Dentro de una caja de cartón, sobre una bandeja de cartón había una torta. Pero no cualquier torta, una felicidad de chocolate, con bizcocho humedecido de licor y relleno de crema, también de chocolate. Aún con la caja tapada sentía el aroma y me transportaba a épocas en las que ni siquiera había estado.
Pensé en un dibujo colorido de un azteca dándole una taza caliente a un señor barbudo con armadura, en una dama pálida de vestido abombado sintiendo que el sabor era demasiado bueno para ser moral y en una casita de madera con el techo nevado y una fogata encendida, como en una navidad eterna.
Tres cuadras nada más, me ofrecí a llevarla a pie. Mis amigos llevarán otros bocadillos y en la casa seguro montan un café con leche espumoso. Pienso en el café y tengo otro flashback imposible…
A caballo en una hermosa hacienda colonial en Colombia. Nunca he estado en Colombia, pero he oído que hacen el mejor café del mundo…
El olor del chocolate es tan fuerte que traspasa la caja. Torta, no me hagas esto, por favor. No juegues conmigo de esta manera, tú sabes que te quiero. Es como si un vaporcito dulce se filtrara a través del cartón rondando a mi alrededor como una bufanda de nube de cacao que me recuerda a bombones, a galletas con chispas y a tener cinco años y gastarme todo mi dinero en chucherías.

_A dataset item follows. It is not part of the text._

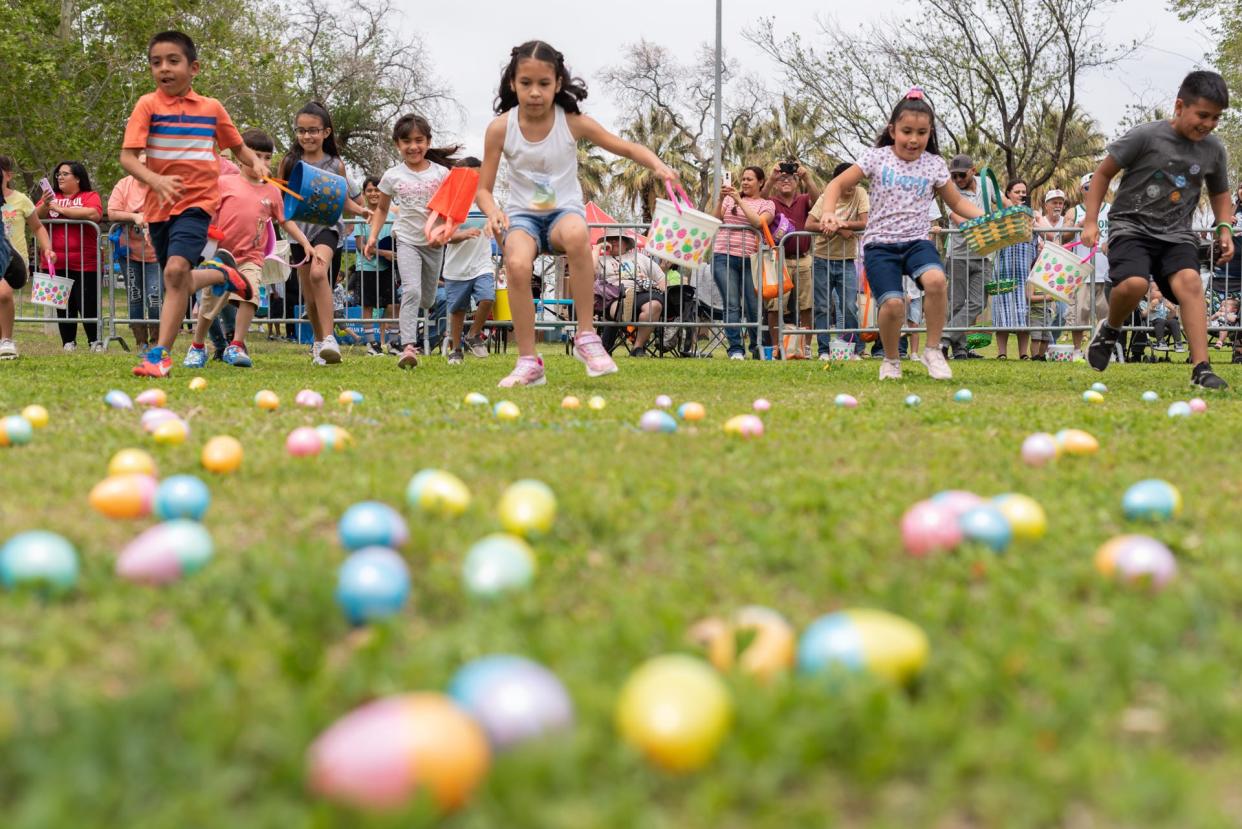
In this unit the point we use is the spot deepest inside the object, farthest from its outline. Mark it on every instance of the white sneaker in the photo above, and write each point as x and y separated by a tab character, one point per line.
329	352
935	364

A sólo una cuadra de distancia, la casa está frente a la plaza. Mi lado oscuro, como el cacao, me dice que es lo más natural, que no es como morder una manzana y es sólo un poquito, nadie lo va a extrañar. Mi conciencia me dice que el chocolate es bueno, como el vino tinto, la avena o las sardinas. Ambos tienen razón, hasta mi súper-yo desea el chocolate…
Finalmente me decido por tocar el timbre y me disculpo por no haber traído nada a la reunión, la próxima vez –aseguro- les traeré una torta de chocolate.